In this C program, we’re using POSIX threads (pthreads) to create concurrent execution, which is similar to goroutines in concept.

Let’s break down the key parts:

1. We define a function f that takes a string argument and prints it along with a counter.

2. In the main function, we first call f directly with the argument “direct”.

3. To run f concurrently, we create a new thread using pthread_create. This is similar to using the go keyword in the original example.

4. We also create another thread for an anonymous function. In C, we can’t define anonymous functions inline like in some other languages, so we define a separate function anonymous_func and pass it to pthread_create.

5. We use sleep(1) to wait for the threads to finish. In a more robust implementation, you’d use proper synchronization mechanisms.

6. Finally, we use pthread_join to wait for the threads to complete before the program exits.

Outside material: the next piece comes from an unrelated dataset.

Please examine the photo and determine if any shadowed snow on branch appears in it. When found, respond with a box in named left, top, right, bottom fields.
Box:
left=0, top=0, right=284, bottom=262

When we compile and run this program, we might see output like this:

$ gcc -o threads threads.c -lpthread
$ ./threads
direct : 0
direct : 1
direct : 2
thread : 0
going
thread : 1
thread : 2
done

The output may vary between runs due to the concurrent nature of the threads. The main thread’s output (“direct” and “done”) will always appear, but the order of the other outputs may change.

This example demonstrates basic thread creation and execution in C, which is conceptually similar to goroutines in concurrent programming.